How it interacts with deficiency and anti-deficiency law
The one-action rule frequently operates alongside anti-deficiency statutes. In California, for example, the security-first and one-action principles, combined with anti-deficiency protections, sharply limit when and how a lender can pursue a borrower's personal liability after foreclosure. A misstep — such as suing on the note first, or attaching other assets before foreclosing — can cause a lender to lose its security or its right to a deficiency. These are technical, trap-laden rules.

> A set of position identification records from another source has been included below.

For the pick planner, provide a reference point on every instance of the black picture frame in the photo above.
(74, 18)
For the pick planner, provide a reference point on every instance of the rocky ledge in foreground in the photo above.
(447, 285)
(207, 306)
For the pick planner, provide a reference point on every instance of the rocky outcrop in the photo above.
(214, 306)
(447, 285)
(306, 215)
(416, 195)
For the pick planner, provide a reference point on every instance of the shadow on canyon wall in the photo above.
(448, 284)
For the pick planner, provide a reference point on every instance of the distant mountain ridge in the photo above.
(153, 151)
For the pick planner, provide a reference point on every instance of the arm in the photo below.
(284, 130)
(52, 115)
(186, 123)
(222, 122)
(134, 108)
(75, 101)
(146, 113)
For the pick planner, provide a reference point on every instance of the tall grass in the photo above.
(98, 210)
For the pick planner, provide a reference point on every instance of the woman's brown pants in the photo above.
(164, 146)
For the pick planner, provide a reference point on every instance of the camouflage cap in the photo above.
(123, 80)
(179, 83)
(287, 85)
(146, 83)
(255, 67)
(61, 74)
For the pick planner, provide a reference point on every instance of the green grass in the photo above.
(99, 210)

Why the one-action rule matters when you buy or sell a note
For a note investor, the one-action rule shapes the enforcement playbook for a defaulted loan in the states that have it:
- Procedure is constrained: You generally cannot skip foreclosure and sue the borrower on the note. The collateral must be addressed first, which affects how — and how quickly — you can recover.
- Mistakes are costly: Pursuing the wrong action, or actions in the wrong order, can forfeit rights. Investors enforcing notes in one-action states should rely on experienced local counsel.
- Underwriting impact: Combined with anti-deficiency rules, the one-action rule often means recovery on a defaulted note is, in practice, limited to the collateral. That puts more weight on the property's value, the lien position, and the foreclosure timeline.
For a note seller, disclosing that a note is governed by a one-action state helps a buyer underwrite the enforcement path accurately. Notes in such states aren't necessarily worth less — but they require a buyer who understands the procedural constraints.
Example
A holder of a defaulted California note secured by a deed of trust wants to recover quickly and considers simply suing the borrower on the note for the balance. Counsel warns that California's one-action rule requires the holder to foreclose on the property first; suing on the note directly could waive the security. The holder instead proceeds with a non-judicial foreclosure on the collateral, consistent with the one-action and anti-deficiency framework.
This entry is general information, not legal advice. The one-action rule and its exceptions are highly technical and state-specific; an error can forfeit a lender's security or deficiency rights. Always consult a qualified attorney before enforcing a note in a one-action state.